Mortality and risk of diabetes, liver disease, and heart disease in individuals with haemochromatosis C282Y homozygosity and normal concentrations of iron, transferrin saturation, or ferritin: prospective cohort study.

OBJECTIVES

To test whether haemochromatosis C282Y homozygotes have increased risk of diabetes, liver disease, and heart disease even when they have normal plasma iron, transferrin saturation, or ferritin concentrations and to test whether C282Y homozygotes with diabetes, liver disease, or heart disease have increased mortality compared with non-carriers with these diseases.

DESIGN

Prospective cohort study.

SETTING

Three Danish general population cohorts: the Copenhagen City Heart Study, the Copenhagen General Population Study, and the Danish General Suburban Population Study.

PARTICIPANTS

132 542 individuals genotyped for the C282Y and H63D variants, 422 of whom were C282Y homozygotes, followed prospectively for up to 27 years after study enrolment.

MAIN OUTCOME MEASURE

Hospital contacts and deaths, retrieved from national registers, covering all hospitals and deaths in Denmark.

RESULTS

Comparing C282Y homozygotes with non-carriers, hazard ratios were 1.72 (95% confidence interval (CI) 1.24 to 2.39) for diabetes, 2.22 (1.40 to 3.54) for liver disease, and 1.01 (0.78 to 1.31) for heart disease.
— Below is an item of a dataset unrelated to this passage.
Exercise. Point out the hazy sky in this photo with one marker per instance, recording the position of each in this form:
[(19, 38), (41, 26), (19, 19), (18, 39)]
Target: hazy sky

Depending on age group, the absolute five year risk of diabetes was 0.54-4.3% in C282Y homozygous women, 0.37-3.0% in non-carrier women, 0.86-6.8% in C282Y homozygous men, and 0.60-4.80% in non-carrier men. When studied according to levels of iron, transferrin saturation, and ferritin in a single blood sample obtained at study enrolment, risk of diabetes was increased in C282Y homozygotes with normal transferrin saturation (hazard ratio 2.00, 95% CI 1.04 to 3.84) or ferritin (3.76, 1.41 to 10.05) and in C282Y homozygotes with normal levels of both ferritin and transferrin saturation (6.49, 2.09 to 20.18). C282Y homozygotes with diabetes had a higher risk of death from any cause than did non-carriers with diabetes (hazard ratio 1.94, 95% CI 1.19 to 3.18), but mortality was not increased in C282Y homozygotes without diabetes. The percentage of all deaths among C282Y homozygotes that could theoretically be prevented if excess deaths in individuals with a specific disease were eliminated (the population attributable fraction) was 27.3% (95% CI 12.4% to 39.7%) for diabetes and 14.4% (3.1% to 24.3%) for liver disease. Risk of diabetes or liver disease was not increased in H63D heterozygotes, H63D homozygotes, C282Y heterozygotes, or C282Y/H63D compound heterozygotes.

CONCLUSIONS

Haemochromatosis C282Y homozygotes with normal transferrin saturation and/or ferritin, not recommended for genotyping according to most guidelines, had increased risk of diabetes. Furthermore, C282Y homozygotes with diabetes had higher mortality than non-carriers with diabetes, and 27.3% of all deaths among C282Y homozygotes were potentially attributable to diabetes. These results indicate that prioritising detection and treatment of diabetes in C282Y homozygotes may be relevant.